Curriculum CenterAn official with the U.S. Department of Education today called results from the Third International Mathematics and Science Study-Repeat (TIMSS-R) disappointing but added that sustained efforts to improve teacher preparation and other factors are needed for consistent improvement.

Improving the preparation -- and number -- of mathematics and science teachers in the United States is critical if American students are going to keep pace with their counterparts internationally, a U.S. Department of Education official told Education World Wednesday.

Linda Rosen, senior advisor for mathematics and science to U.S. Secretary of Education Richard W. Riley, cited these issues a day after the release of a another international study showing that U.S. eighth graders continue to lag in math and science skills.

Although calling the results of the study, the 1999 Third International Mathematics and Science Study-Repeat (TIMSS-R) disappointing, Rosen said they are not completely surprising.

"It really tells us what we expected," Rosen said. "Change is going to take sustained time and attention, and we won't see immediate progress unless we keep it up."


Although American eighth graders performed better than an international average in mathematics and science in 1999, according to TIMSS-R, they have shown no improvement since the first study was done in 1995.

"This shows the United States has not made much progress, which is rather disappointing to those who had hoped to see great strides," said Michael O. Martin, the international study co-director for TIMSS-R. The project is sponsored by the International Association for the Evaluation of Educational Achievement (IEA) and directed by the Lynch School of Education at Boston College.

Riley, however, said Tuesday that American students are "successfully learning more math and science every year they are in school."


Results from the TIMSS-R showed that American eighth graders ranked 19th out of 38 countries in math and 18th in science. The findings were disappointing to some education officials, who had hoped to see improvement after American fourth graders ranked high in the initial study four years ago. The 1995 TIMSS report also included eighth and 12th graders.

"This finding [from the 1999 report] validates the results of the previous 1995 study that after the fourth grade, students in the United States fall behind their international peers as they pass through the school system," said Dr. Gary Phillips, acting commissioner of education statistics for the U.S. Department of Education's National Center for Education Statistics (NCES.) NCES released the results Tuesday in a report, Pursuing Excellence: Comparisons of International Eighth-Grade Mathematics and Science Achievement from a U.S. Perspective, 1995 and 1999. The study was sponsored by NCES and the National Science Foundation (NSF) in the United States.

TIMSS-R allows researchers to compare the performances of fourth graders in 1995 with the performances of eighth graders in 1999. The same students were not tested in fourth and eighth grade, however, Martin told Education World.

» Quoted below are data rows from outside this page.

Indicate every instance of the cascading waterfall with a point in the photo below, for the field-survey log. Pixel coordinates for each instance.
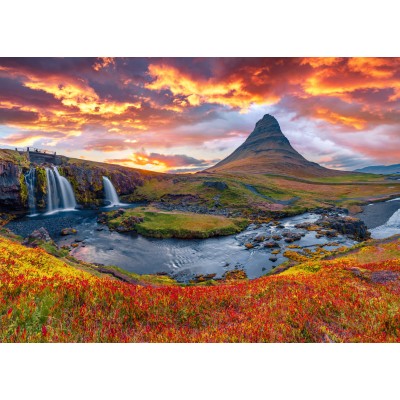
(110, 193)
(30, 180)
(391, 227)
(60, 195)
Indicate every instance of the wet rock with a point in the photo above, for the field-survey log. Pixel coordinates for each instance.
(259, 238)
(291, 237)
(37, 236)
(68, 231)
(235, 274)
(271, 244)
(349, 226)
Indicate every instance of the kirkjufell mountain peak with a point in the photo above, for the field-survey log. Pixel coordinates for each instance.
(267, 150)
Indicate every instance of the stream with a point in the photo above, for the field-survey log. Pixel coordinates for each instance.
(181, 258)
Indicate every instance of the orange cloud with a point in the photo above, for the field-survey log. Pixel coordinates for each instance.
(162, 162)
(230, 92)
(353, 74)
(103, 62)
(336, 118)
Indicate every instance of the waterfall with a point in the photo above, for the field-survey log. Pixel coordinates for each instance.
(30, 180)
(391, 227)
(67, 194)
(110, 193)
(60, 195)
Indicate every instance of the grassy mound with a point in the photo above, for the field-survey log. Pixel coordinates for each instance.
(164, 224)
(350, 299)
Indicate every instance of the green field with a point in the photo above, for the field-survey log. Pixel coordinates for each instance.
(163, 224)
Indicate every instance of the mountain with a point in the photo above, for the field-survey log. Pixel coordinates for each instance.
(381, 169)
(267, 150)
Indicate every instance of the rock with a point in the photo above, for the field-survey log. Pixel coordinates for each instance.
(68, 231)
(271, 244)
(292, 237)
(216, 185)
(349, 226)
(38, 236)
(259, 238)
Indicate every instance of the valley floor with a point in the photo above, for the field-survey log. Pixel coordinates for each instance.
(352, 298)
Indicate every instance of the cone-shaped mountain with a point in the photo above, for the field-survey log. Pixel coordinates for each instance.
(267, 150)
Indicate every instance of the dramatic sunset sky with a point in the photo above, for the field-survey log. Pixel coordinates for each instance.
(185, 114)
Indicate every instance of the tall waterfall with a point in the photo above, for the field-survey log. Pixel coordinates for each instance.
(110, 193)
(30, 180)
(60, 195)
(391, 227)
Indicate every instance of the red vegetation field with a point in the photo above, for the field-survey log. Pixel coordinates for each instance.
(351, 299)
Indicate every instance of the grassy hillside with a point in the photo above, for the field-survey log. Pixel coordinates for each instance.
(155, 223)
(354, 298)
(250, 193)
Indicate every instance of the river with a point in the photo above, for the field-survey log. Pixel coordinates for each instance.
(180, 258)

The 1999 results indicate that the relative performance for eighth grade students in mathematics and science was lower in 1999 than it was for fourth grade students in 1995, according to the Department of Education.

The only U.S. students who improved in mathematics were African Americans, but they posted no gains in science, the report shows.


Unlike in 1995, the top-performing students on the 1999 test all were from Asian countries. Last year, countries scoring highest on the mathematics section were Singapore, the Republic of Korea (South Korea), Chinese Taipei (Taiwan), Hong Kong, and Japan. The Flemish-speaking section of Belgium was sixth and Canada tenth. On the science section, the leaders were Taiwan, Singapore, Hungary, Japan, and the Republic of Korea. Canada was 14th.

In 1995, Singapore students scored highest on both the math and science tests. On the math section, Korea, Japan, Hong Kong, and the Flemish-speaking section of Belgium followed Singapore. In science, the Czech Republic, Japan, Korea, and Bulgaria rounded out the top five.

Overall, about 200,000 students worldwide participated in the 1999 study, including 9,000 U.S. eighth graders from 250 schools.


Among the areas cited in the report for further study is that American students are more likely to be taught math and science by teachers who majored in education rather than in the subject areas. About 40 percent of U.S. eighth graders learned science from teachers who reported "a low level of confidence in their preparation to teach science," the report states.

Riley said in a prepared statement that the issue needs prompt attention. "It's apparent that we need to make a major investment in upgrading teacher skills in math, science, and other subjects. That's something we can do immediately."

The shortage of math and science teachers, forcing teachers from other disciplines to fill in, is a national problem, according to Rosen. "We have a terrific problem with out-of-field teachers," she said. "In September, schools will have an adult in front of a classroom, but in many cases, that adult did not even minor in math or science."

Rosen also noted that federal officials will continue to use John Glenn Commission on Mathematics and Science Teaching for the 21st Century, which was released in September and spelled out how the federal government and local schools could improve math and science teaching, as a guide. Some of the recommendations in the Glenn Commission Report included increasing collaboration among math and science teachers, encouraging more professional development, and offering incentives for students to become math and science teachers.

Although more-comprehensive reforms are under study, classroom teachers can inventory the areas of knowledge they need to enhance and be vocal to supervisors about what they think makes better teachers, Rosen added. "Better-educated teachers lead to better-educated students."